No me des peces, enséñame a pescar...

Es tragicómico el carnavalesco desfile de huelgas y caceroladas acreditativas de que nadie quiere ir a caja a pagar los platos rotos de la hasta hace poco juerga internacional de la abolición del dinero.

Echamos al cubo correspondiente toda aquella basura polícroma mediante que los bancos prometían pagar al portador diferentes cantidades de pasta, prescindimos del tintineante bolso del menudo, nos cambiamos al plástico y allí fue, como bien sabéis, troya.

De la rígida escasez, pasamos a la elástica abundancia. ¿Qué, si no había dinero en saldo? Ya lo habría dentro de más o menos tiempo, que ni hay plazo que no se cumpla ni deuda que no se pague. Al final, comerciábamos con la paciencia del acreedor, la estirábamos, le poníamos tramos y peldaños nuevos, puesto que, si era virtual, ¿dónde está el límite de lo imaginable? La gente no tenemos fecha fija, de caducidad. Podemos cascar en cualquier momento, a cualquier hora, pero también podemos sobrevivir hasta nadie sabe con exactitud el modo y momento, salvo el cejijunto galeno que un día llegas, te mira, remira y en vez de darte la consabida palmadita en la espalda y decirte que no es nada, hombre, no es nada, va e inesperadamente, te dice que tienes, como mucho, para dos o tres meses, mirándolo con cierto optimismo. Y cuando ese trance llega, ¿qué más da lo que debas? La voluntad era buena, de pagar, cosa que hasta cierto punto te exime de culpa y seguro que queda humanidad suficiente para que tu impago pase estadísticamente desapercibido.

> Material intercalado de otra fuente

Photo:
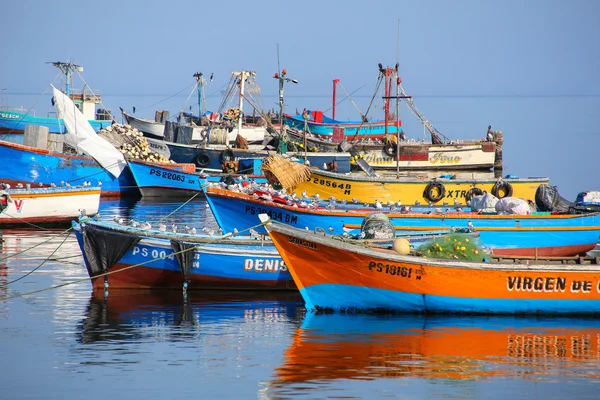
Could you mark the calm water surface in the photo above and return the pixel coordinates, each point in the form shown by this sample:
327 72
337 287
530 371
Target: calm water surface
67 342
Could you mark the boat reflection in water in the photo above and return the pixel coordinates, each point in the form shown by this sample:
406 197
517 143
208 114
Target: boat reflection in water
369 347
149 316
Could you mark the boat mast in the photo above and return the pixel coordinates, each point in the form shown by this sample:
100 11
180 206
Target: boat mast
281 78
201 97
335 82
242 76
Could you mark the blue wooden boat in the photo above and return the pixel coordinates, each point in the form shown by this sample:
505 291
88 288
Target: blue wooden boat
43 168
125 255
14 120
538 234
153 258
163 180
211 157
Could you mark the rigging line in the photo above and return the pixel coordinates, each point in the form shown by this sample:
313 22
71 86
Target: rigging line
29 110
39 266
39 244
179 208
264 117
121 269
352 101
228 91
379 80
346 98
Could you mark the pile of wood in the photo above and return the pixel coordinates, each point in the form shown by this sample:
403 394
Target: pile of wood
131 143
288 174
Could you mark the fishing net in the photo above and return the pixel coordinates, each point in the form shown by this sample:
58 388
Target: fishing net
289 174
454 246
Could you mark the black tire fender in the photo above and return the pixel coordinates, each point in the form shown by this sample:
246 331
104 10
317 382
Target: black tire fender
472 193
434 191
390 149
202 160
502 187
203 134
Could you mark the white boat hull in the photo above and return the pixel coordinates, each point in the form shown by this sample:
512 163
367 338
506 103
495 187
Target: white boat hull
48 205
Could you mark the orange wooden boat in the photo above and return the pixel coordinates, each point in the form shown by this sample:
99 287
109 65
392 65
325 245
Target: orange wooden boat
438 347
332 273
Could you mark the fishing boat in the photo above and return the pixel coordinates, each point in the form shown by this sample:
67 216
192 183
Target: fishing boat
342 276
221 127
160 180
415 155
446 189
211 158
13 121
318 124
436 347
391 149
126 256
536 234
46 206
96 163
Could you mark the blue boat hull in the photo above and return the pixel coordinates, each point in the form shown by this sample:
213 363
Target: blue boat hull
547 235
156 181
212 158
373 129
215 266
43 168
327 296
11 122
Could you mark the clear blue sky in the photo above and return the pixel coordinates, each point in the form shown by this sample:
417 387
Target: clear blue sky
482 48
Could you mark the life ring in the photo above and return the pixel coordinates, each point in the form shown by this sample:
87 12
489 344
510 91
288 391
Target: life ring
227 155
472 193
434 191
390 149
502 187
202 160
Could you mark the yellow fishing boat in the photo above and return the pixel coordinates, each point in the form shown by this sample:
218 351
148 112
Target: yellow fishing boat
412 190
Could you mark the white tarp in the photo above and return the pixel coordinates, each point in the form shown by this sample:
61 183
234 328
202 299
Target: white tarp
81 136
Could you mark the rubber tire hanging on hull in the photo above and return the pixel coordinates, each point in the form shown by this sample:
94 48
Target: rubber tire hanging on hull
472 193
503 187
430 191
202 160
390 149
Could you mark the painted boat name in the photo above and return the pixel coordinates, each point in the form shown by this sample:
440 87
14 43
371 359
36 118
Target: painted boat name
392 269
167 175
274 215
266 265
548 284
303 243
326 182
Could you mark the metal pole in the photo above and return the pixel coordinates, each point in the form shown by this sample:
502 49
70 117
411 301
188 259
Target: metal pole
397 124
335 82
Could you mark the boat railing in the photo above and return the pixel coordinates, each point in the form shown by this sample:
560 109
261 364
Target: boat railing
94 96
21 110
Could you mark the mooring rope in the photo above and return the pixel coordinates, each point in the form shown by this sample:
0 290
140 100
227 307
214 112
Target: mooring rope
34 246
39 266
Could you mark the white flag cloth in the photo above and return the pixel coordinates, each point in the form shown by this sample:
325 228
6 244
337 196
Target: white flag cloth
80 135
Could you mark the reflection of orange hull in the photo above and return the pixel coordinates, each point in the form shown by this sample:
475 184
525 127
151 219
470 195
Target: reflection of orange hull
446 352
339 275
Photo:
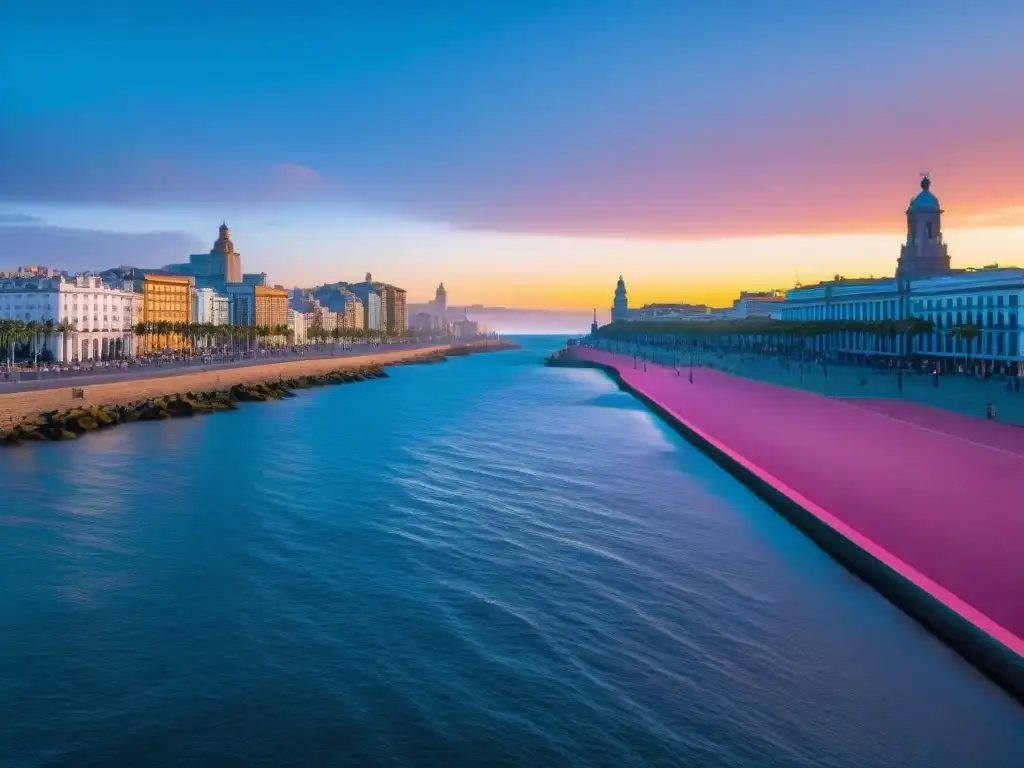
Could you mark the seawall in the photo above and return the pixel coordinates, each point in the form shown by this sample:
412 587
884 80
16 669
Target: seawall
945 584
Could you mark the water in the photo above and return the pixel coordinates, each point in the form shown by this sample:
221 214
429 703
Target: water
481 563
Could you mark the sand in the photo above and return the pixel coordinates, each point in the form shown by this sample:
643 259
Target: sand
14 408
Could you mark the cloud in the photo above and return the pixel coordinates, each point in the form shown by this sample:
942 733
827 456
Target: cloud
1010 215
79 250
39 165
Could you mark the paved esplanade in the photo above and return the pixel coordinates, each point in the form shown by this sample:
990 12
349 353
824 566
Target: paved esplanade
940 497
53 380
955 391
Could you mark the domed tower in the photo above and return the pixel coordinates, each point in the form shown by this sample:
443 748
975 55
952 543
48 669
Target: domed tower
440 299
223 248
621 306
924 254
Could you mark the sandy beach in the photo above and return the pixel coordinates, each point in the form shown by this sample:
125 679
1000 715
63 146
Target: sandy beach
15 407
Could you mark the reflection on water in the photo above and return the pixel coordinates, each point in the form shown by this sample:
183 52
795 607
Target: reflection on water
485 562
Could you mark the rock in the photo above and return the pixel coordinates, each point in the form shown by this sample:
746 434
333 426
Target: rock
101 418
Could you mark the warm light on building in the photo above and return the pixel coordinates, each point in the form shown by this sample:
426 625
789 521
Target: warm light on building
269 306
166 298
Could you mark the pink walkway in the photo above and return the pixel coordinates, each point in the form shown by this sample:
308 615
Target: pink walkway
941 500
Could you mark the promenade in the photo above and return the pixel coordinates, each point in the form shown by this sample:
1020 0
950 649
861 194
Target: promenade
123 386
955 391
934 495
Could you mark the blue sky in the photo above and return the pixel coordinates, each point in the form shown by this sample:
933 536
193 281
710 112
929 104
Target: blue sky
491 144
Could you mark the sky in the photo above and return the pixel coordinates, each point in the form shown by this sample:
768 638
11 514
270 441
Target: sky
524 153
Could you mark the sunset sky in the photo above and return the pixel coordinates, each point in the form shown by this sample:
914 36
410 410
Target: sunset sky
525 153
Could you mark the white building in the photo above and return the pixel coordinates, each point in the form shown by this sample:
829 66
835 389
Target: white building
102 317
925 287
210 307
297 324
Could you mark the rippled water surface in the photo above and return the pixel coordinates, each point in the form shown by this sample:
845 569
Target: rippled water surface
483 562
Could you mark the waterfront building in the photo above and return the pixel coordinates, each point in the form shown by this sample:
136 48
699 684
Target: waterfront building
210 307
669 311
338 297
216 268
395 309
35 271
98 320
926 287
393 305
621 304
297 325
466 328
440 300
257 305
758 304
422 322
372 304
166 298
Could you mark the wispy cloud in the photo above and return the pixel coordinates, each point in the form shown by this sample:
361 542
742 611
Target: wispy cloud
77 250
14 219
1010 215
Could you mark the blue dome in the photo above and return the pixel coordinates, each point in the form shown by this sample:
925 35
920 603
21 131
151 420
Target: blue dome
925 200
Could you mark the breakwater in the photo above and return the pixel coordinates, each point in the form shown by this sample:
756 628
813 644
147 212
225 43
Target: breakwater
946 553
69 424
66 413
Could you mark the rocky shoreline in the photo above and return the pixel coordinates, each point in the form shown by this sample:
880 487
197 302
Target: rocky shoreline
69 424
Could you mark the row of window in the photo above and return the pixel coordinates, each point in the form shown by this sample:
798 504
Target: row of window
983 301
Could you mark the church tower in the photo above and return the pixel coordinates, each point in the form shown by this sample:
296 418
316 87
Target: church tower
924 254
223 250
440 300
621 306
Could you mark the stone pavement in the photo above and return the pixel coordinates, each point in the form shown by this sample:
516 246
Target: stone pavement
941 498
954 392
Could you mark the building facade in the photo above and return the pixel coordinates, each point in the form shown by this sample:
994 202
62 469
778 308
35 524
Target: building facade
257 305
372 305
758 304
216 268
926 287
621 304
393 308
166 298
100 320
297 325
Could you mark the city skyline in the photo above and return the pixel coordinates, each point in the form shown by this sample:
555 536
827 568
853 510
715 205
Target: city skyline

Nadie sabe cómo ni cuándo, los aguafiestas de las cuentas dieron la voz de alarma. Más gente se iba sin pagar que previo pago de la consumición. Algo empezó a oler mal –lo dice Shakespeare- en Dinamarca. Diríase que en el mundo entero, mundial. Un montón de payasos, hombres de frac, señaladores con dedo de guante blanco, se desparramaron en busca de los culpables, que podríamos ser usted, tu yo o cualquiera, pero todos, como una disciplinada manada de avestruces, escondemos la cabeza. ¡Yo no tengo la culpa! Aulló una inconmensurable multitud.

¡Que les pongan impuestos a los más ricos! ¡Que expolien! ¡Que expropien! Nadie se para a pensar que si pasáramos una vara por el rasero del conjunto, quitasen de golpe a los que de buenos o de malos modos acopiaron y lo alguien lo repartiese con el mayor esmero y cuidadosa equidad, transcurrido cierto plazo, no demasiado largo, unos pocos se habrían vuelto a hacer con la parte del león. Hace mucho que una cultura milenaria aconsejaba que mejor que dar peces, se enseñara a pescar.

Esta no es una crisis sólo económica. Vivimos ahora mismo el apasionante medrío de una sociedad, la humana, que está cambiando de época y ha de mudar sus costumbres, de organización y de organigrama. Y también de modo de trabajar y de ir al mercado a competir y a vender. Y repartir la riqueza con arreglo a unos principios de que deriven unas reglas nuevas, diferentes desde luego a las existentes. La historia no vuelve nunca atrás.